When your grandmother was a young mom, all of her friends had a telephone in their kitchens. The telephone was screwed high on the wall so the kids couldn’t get to it, and had a long cord. Grandma (called Mommy back then) would chat away the morning, drinking coffee, maybe smoking a cigarette, with the kids playing at her feet while she washed the dishes. She loved this connection to her friends, mother, sisters and other housewives, and she knew all of their phone numbers by heart.

When your mother was young she might have had a princess phone in her bedroom, and maybe even a second line that only rang in her room. But more likely the phone in her room was connected to the one in the kitchen, so when she was talking to her boyfriend, she’d have to scream at her little brother when he picked up the kitchen phone to listen in.

By the time you came along, some people had car phones. Julia Roberts carried a cellular phone as big as a brick in movies. And when your older cousin learned to drive, your aunt bought a cell phone for her to carry, just for emergencies, so she could call her mom (who sat by the house phone waiting) when she arrived safe.

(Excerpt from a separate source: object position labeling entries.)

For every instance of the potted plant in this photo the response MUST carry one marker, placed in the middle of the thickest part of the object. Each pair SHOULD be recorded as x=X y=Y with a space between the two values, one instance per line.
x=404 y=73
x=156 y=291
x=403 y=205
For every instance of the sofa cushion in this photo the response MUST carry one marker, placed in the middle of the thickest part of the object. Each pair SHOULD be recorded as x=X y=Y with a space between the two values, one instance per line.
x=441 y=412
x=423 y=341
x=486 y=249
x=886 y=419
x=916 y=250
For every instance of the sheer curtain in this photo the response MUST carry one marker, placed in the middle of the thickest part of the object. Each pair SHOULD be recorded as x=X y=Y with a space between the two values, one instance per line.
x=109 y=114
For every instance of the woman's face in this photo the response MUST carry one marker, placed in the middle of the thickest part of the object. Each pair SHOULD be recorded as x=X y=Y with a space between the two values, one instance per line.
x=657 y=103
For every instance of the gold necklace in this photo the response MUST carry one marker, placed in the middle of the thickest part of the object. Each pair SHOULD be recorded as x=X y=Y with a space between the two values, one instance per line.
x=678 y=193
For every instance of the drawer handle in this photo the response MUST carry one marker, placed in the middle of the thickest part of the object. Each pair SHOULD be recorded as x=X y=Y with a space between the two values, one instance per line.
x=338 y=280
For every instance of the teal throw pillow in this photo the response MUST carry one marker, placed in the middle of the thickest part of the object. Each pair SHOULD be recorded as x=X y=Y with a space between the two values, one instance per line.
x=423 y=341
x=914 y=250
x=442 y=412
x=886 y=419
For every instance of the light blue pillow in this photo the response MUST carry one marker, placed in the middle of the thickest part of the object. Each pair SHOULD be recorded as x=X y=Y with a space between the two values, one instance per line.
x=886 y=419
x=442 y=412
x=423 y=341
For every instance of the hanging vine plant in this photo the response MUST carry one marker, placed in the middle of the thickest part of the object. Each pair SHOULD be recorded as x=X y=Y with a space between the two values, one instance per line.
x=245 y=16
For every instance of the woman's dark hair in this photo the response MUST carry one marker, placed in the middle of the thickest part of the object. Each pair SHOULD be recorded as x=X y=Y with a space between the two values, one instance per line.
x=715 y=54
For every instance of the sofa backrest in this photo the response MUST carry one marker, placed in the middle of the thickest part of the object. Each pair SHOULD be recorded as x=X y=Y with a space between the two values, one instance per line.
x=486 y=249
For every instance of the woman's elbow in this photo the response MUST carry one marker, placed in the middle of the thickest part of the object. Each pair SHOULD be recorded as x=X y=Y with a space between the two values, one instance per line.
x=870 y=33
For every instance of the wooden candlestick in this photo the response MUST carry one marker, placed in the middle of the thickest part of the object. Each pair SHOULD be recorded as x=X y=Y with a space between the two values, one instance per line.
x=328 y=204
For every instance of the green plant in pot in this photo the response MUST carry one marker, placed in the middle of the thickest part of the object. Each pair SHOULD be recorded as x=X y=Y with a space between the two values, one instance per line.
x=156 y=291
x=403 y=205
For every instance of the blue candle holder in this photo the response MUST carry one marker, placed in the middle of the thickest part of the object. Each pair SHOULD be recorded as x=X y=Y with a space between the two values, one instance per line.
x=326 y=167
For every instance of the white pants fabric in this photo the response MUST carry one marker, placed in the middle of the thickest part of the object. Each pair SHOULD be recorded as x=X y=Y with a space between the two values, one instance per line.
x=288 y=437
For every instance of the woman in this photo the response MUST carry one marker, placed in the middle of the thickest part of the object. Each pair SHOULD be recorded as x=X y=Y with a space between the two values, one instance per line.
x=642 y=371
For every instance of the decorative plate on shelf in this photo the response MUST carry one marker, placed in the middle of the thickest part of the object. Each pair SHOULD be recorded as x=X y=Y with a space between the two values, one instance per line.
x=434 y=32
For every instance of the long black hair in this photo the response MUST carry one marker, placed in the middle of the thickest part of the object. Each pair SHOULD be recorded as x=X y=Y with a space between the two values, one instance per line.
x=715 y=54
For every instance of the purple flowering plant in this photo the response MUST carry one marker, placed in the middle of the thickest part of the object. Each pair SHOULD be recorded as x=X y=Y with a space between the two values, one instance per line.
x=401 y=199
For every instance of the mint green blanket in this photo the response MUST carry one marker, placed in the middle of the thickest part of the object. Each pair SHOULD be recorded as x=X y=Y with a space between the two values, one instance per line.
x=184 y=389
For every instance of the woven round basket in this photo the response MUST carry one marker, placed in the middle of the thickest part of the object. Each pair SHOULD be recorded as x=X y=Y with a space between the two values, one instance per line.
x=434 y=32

Recently, it seems every adult in the world got a cell phone. Some carry them in their pocket; most require one hand to hold it wherever they go. Most started texting within the last decade. The phones got smaller and smarter, and we learned to play games on them, and check our email, and avoid answering when it rings because we always know who is calling.

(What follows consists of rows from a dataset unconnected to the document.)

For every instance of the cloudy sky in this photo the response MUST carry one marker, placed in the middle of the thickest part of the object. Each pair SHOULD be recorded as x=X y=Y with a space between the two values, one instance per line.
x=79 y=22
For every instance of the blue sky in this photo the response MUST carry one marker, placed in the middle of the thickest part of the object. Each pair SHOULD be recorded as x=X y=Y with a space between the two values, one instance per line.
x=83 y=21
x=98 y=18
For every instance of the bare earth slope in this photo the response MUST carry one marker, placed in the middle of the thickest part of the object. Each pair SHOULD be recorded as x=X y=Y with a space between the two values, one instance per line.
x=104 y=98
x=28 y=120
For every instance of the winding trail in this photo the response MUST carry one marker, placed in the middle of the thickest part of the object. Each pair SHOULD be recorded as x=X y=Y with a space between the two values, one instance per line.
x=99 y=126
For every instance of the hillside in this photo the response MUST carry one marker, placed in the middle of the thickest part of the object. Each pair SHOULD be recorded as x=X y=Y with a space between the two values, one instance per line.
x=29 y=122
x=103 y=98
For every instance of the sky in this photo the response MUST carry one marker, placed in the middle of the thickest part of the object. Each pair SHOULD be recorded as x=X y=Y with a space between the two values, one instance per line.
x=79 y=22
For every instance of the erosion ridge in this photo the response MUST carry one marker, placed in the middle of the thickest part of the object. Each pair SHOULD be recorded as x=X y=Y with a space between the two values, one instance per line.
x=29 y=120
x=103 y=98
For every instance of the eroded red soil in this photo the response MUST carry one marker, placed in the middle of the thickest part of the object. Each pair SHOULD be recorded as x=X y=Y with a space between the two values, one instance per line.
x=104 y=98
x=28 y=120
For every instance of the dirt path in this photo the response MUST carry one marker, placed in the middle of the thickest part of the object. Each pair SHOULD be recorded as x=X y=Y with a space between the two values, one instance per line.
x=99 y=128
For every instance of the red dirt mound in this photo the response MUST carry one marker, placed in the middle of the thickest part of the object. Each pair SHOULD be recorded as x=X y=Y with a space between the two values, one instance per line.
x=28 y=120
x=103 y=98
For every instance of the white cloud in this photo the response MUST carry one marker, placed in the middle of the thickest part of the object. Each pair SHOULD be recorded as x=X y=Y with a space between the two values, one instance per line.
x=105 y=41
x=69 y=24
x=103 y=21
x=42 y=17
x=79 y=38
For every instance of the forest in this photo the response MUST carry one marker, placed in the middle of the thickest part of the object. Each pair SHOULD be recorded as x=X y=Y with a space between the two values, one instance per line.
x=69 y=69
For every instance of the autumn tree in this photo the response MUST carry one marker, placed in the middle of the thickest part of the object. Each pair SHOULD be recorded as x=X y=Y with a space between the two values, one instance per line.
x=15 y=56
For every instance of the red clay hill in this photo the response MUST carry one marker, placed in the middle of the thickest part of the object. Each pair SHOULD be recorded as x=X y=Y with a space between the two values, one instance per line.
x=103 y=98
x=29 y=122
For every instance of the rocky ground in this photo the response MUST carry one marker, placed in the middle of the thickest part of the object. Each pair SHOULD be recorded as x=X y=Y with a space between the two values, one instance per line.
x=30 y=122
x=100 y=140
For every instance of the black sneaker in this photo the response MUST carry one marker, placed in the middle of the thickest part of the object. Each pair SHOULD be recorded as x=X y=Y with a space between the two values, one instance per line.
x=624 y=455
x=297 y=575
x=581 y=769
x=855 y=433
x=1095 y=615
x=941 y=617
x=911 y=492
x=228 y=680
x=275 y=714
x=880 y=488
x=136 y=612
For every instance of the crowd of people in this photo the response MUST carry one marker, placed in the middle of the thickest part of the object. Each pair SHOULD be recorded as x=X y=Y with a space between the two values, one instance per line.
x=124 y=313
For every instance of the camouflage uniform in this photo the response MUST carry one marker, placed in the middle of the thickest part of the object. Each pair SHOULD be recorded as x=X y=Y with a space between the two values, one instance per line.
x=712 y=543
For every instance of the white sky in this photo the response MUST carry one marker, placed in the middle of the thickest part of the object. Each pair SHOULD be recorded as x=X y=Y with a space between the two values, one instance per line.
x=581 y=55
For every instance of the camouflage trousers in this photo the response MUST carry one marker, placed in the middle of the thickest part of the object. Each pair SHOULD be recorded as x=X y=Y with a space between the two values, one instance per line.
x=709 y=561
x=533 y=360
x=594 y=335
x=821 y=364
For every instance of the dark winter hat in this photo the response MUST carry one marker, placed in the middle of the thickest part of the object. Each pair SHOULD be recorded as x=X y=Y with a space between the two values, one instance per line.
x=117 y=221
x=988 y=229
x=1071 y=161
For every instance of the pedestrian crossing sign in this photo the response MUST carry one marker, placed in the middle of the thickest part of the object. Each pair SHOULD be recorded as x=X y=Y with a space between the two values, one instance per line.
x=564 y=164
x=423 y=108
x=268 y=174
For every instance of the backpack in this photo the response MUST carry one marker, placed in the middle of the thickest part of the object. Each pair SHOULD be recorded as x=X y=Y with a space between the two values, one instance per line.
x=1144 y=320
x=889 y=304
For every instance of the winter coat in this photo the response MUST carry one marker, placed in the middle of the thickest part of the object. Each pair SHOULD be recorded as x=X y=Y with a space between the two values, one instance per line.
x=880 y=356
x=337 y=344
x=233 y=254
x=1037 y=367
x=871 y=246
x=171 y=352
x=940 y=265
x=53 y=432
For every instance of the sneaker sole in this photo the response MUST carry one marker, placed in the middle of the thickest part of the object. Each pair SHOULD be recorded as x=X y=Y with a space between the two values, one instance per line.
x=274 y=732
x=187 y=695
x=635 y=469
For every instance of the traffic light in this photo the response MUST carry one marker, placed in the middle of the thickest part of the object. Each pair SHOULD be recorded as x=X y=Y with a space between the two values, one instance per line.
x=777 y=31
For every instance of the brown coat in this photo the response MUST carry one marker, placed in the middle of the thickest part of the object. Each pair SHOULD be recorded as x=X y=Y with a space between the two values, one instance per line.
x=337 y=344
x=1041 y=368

You do not remember the world without today’s phones, and likely can’t imagine a flip-phone, or figure out how to dial an old rotary phone. You used to dig your mom’s phone out of her purse and looked cute swiping the pictures, accidentally calling your grandmother, and once you called Jamaica. You had your own phone when you were eight because you begged, and did the thing all kids do: convinced your parents you were the only third-grader without one. They love you, and wanted you to be quiet so they could bend their neck to their own phones, so they got you one. You became peaceful and enjoyable in the car. You no longer poked your little sister and made her cry. You no longer spoke to your family.

Now you are in college. You walk across the gorgeous campus and don’t see it because you are looking down. You don’t make eye contact or acknowledge others. You are safe in your bubble. You never feel like you are alone because you can always take out your phone and look busy and important. You pick it up and check messages, tweets, instagram, facebook, snapchat, and even email a thousand times a day. You reach for it as soon as you wake up. You even keep it on your lap in class.

It’s ok. You’re an adult and you get to  decide how to use your time. But what will you tell your parents when your grades aren’t great? You’ll say you always go to class, but can you say you listen in class? Can you promise them their hard-earned tuition money, that they scraped together for fifteen years instead of buying shoes or taking a vacation, is appreciated so much that you leave your phone on silent, zipped up in your bag, for every second of lecture? Can you promise your grandfather who gave you the “family scholarship” and his old car, and pays your car insurance, that you are not wasting his generosity?

They used to say a mind is a terrible thing to waste. Today young people squander their entire lives, neck bent, fingers tap-tap-tapping away on an electronic gadget provided by a generous adult who loves them.